Eventually the skies part and a drowsy sun slowly reclaims the horizon. It had finally stopped raining. The boy packs up their scattered possessions, wraps his sister in a tattered bundle of cloth and exits the house. The ghost, having grown curious, follows after. The boy walks northward, one foot after the other for three straight hours until he finally reaches the edge of a forest. Invisible to all mortality, our ghost continues his observation. Now within the canopy of wilderness, the boy sets up a small fire and sets his sister warmly besides it. He then proceeds to feed her yet another stolen apple and calmly tosses the residual apple core over the tree line. Entranced by this human ritual, Carl floats through the trees until he is in the company of the apple core.

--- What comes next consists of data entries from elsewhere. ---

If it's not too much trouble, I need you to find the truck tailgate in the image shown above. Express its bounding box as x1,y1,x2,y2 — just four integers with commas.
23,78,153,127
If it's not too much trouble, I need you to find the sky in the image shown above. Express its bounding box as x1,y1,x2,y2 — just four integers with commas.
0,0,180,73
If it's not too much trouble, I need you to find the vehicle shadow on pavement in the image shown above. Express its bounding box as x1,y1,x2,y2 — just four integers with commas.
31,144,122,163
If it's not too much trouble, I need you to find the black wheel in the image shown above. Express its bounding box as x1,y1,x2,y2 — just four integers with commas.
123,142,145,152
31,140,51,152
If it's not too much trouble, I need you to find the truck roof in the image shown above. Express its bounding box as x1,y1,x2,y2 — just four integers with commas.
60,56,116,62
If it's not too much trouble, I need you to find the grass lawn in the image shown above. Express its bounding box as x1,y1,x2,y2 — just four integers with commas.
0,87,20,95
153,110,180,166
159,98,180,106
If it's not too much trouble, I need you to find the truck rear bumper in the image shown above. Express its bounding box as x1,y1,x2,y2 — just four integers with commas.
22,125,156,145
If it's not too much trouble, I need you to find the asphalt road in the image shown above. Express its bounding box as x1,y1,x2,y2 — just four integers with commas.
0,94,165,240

“Where is Heaven?”, he thinks, “Where is God? Is there even such a thing?”
An eternity passes by in Carl’s contemplation. The seeds of the apple core gradually take root, over the years growing from sapling to shrub to holy bark. What was once a stolen apple core, in due course, becomes a glorious tree. Another eternity passes by. He watches as the tree grows old, flowering and bearing fruit season after season until it eventually smoulders, decaying back into the earth it came from. And in all this time, our friend the dear Ghost patiently watches, waiting for the day he would finally be set free from his spectral chains. He watches as an army of ants feed away on the rotting remains of the apple tree, watches as fresh flora begins blooming in its place and finally thinks to himself – “If there is a Heaven, if there is a Hell, then this is it.”
And thinking this, our ghost disappears into thin air.